Ich wollte fragen, ob es den anderen Begleitern des Doktors auch so ergangen war. Ob er es vielleicht ebenso kannte, aber ich erinnerte mich an unser Kutschengespräch und ließ es somit lieber. Stattdessen tat ich etwas anderes - für mich Ungewöhnliches: Ich bat ihn zu bleiben und mir zuzuhören. Als er an gleicher Stelle stehenblieb, deutete ich auf Bettkule, wo er bis eben noch gesessen hatte. Und dann erzählte ich ihm stockend von den Träumen. Die Einzelheiten. Erzählte auch, was ich glaubte, daraus zu schließen: meine Furcht, nicht mehr zurückzukommen. Dass dies nichts mit ihm zu tun hatte, der mir versprochen hatte, dass es wieder heimwärts ginge, sondern nur mit diesen typischen blöden Urängsten, die wir Menschen besaßen. Die Verlustangst und, und, und …

Der Doktor hörte mir geduldig zu, ließ mich ausreden. Ich vermied den Blickkontakt, weil ich in seinen Augen Mitgefühl ablesen konnte und das ertrug ich gerade nicht. Dennoch ließ ich es zu, dass nachdem ich geendet war, er behutsam seine Arme um mich legte und mich tröstete. Gleichzeitig gab er mir die Möglichkeit, dann doch zum ersten Mal seit dem ganzen Tohuwabohu loszulassen. Ich hielt meine Lippen fest gegen seine Schulter gepresst, als ich die Umarmung erwiderte. Mir kamen die Tränen. Diese stumm zulassend, entschuldigte mich im Stillen für die Flecken, die auf seinem Jackett entstanden.

Irgendwann, weil mein Körper doch ein klein wenig mehr bebte als ich wollte, wurde ich sanft von einer Seite zur anderen gewiegt.
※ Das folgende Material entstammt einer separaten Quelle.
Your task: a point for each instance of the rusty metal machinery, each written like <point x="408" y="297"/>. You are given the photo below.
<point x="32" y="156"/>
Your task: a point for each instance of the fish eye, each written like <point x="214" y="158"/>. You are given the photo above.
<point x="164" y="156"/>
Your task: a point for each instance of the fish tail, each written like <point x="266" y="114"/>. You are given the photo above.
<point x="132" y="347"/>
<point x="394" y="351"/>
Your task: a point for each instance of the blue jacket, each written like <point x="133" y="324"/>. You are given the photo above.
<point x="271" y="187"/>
Das war kein Akt aus Liebe, wie man ihn uns hätte unterstellen können.

Es war nur genau das, was ein jeder tun würde, wenn er auch nur ein bisschen Empathie empfand und die Komplexität der Gefühle zu einem Bruchteil verstand. Wenn man ein Herz hatte und empfänglich war für das Leid der anderen. Wir saßen noch eine ganze Weile so da. Vergessen war die Sache mit dem Tagebuch oder der sich selbst zu übertrumpfen wissende Albtraum. Vorbei.


Nachwort zu diesem Kapitel:
Zur damaligen Zeit wurden Prostituierte mit 5 Shilling für sexuelle Handlungen bezahlt. Weniger gab es für die einen reinen Begleitservice.

Die Darstellung des Rippers ist rein meiner Fantasie entsprungen und liegt keiner Quelle zugrunde.

(Das Kapitel wird ggf. noch einmal überarbeitet, weil es mir nicht vollkommen flüssig und rund erscheint.)